Plant breeders are always striving to develop new varieties that satisfy growers, producers and consumers.

To do this, breeders use genetic markers to bring desirable traits from wild species into their cultivated cousins. Transferring those markers across species has been difficult at best, but a team of grapevine breeders, geneticists and bioinformatic specialists at Cornell AgriTech in Geneva, New York, has come up with a powerful new method.

Their research is detailed in “Haplotyping the Vitis Collinear Core Genome With rhAmpSeq Improves Marker Transferability in a Diverse Genus,” published Jan. 21 in Nature Communications.

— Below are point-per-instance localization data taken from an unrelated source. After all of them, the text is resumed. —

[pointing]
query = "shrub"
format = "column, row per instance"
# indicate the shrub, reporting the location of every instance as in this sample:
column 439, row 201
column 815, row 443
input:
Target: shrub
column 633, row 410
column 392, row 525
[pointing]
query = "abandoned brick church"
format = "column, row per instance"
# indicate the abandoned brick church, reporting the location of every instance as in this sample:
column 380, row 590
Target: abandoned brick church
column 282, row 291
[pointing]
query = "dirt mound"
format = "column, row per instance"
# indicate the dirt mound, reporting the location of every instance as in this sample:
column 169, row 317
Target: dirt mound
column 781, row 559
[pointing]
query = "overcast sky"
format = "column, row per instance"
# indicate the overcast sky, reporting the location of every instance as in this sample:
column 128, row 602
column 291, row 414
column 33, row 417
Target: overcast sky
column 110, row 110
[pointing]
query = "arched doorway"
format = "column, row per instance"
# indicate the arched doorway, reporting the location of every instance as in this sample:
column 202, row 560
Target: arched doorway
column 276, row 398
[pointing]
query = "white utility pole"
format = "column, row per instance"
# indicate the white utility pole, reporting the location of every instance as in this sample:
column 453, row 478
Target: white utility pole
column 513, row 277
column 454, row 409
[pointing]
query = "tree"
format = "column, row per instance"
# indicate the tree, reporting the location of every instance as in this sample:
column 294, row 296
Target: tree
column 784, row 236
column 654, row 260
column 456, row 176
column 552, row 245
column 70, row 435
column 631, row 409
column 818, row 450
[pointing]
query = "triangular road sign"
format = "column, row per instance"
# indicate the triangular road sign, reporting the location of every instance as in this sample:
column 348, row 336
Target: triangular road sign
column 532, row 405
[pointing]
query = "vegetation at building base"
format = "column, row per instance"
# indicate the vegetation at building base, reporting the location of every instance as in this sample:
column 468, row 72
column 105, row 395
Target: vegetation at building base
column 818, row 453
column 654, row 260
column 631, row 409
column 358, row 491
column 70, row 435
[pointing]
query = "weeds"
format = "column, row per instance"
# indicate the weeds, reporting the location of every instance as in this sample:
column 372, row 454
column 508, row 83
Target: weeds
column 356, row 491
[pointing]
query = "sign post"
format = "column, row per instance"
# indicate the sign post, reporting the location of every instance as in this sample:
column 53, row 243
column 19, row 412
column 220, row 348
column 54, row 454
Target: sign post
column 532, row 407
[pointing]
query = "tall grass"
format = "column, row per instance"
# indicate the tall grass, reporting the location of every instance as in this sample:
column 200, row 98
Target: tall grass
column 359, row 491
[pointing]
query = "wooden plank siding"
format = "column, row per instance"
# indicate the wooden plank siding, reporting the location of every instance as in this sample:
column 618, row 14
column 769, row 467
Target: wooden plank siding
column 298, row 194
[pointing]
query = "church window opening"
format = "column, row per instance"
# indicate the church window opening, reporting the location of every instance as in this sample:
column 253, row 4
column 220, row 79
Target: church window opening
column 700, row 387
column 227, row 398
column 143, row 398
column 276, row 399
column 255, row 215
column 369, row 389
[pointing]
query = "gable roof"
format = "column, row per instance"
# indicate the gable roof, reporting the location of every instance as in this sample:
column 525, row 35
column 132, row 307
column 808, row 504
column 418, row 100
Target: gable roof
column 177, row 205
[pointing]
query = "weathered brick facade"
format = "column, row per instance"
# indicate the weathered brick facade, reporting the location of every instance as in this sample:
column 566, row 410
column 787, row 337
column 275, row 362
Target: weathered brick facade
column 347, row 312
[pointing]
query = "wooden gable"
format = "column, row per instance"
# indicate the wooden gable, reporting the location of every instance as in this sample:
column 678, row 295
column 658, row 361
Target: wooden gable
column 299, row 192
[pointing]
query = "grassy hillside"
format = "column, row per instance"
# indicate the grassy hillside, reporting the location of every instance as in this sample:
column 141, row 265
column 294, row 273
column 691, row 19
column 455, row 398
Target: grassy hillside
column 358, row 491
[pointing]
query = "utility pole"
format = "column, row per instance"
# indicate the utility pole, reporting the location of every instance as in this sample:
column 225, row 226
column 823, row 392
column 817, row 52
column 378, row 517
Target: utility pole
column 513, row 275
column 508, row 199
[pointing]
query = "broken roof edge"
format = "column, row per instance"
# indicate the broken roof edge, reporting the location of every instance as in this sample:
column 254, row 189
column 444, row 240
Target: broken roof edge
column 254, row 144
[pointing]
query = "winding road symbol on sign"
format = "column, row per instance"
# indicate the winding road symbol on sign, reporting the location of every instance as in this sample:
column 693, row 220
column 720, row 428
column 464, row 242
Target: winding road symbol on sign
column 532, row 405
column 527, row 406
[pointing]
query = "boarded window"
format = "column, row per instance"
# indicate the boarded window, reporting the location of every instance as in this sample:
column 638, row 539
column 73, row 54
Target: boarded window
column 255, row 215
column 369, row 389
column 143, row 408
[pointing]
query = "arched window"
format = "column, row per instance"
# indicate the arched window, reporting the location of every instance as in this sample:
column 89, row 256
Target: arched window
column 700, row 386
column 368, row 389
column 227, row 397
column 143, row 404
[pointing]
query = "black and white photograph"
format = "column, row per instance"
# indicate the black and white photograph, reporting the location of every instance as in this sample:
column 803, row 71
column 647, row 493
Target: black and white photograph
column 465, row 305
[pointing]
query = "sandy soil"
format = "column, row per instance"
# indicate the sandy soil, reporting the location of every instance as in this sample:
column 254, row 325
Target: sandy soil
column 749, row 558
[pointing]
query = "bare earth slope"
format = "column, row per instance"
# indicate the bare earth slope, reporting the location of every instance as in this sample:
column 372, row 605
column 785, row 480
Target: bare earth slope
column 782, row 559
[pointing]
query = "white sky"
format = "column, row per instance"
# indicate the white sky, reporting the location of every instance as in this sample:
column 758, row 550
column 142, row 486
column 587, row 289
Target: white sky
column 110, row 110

Bruce Reisch, professor of horticulture and member of the VitsGen2 team at Cornell AgriTech, assesses powdery mildew on chardonnay vines. Photo: Allison Usavage/Cornell University

The team’s new technique for developing genetic markers improves markers’ transfer rate across grapevine species by leaps and bounds – from 2% to 92%. With it, breeders worldwide can screen their collections and find out immediately which vines have the traits they want – regardless of what varieties they are, where they came from or which species their parents were.

“This new marker development strategy goes well beyond grapes,” said co-author Bruce Reisch, professor of horticulture in the College of Agriculture and Life Sciences, and leader of Cornell’s Grapevine Breeding and Genetics Program. “It’s applicable for breeding and genetic studies across different grape breeding programs, plant species and other diverse organisms.”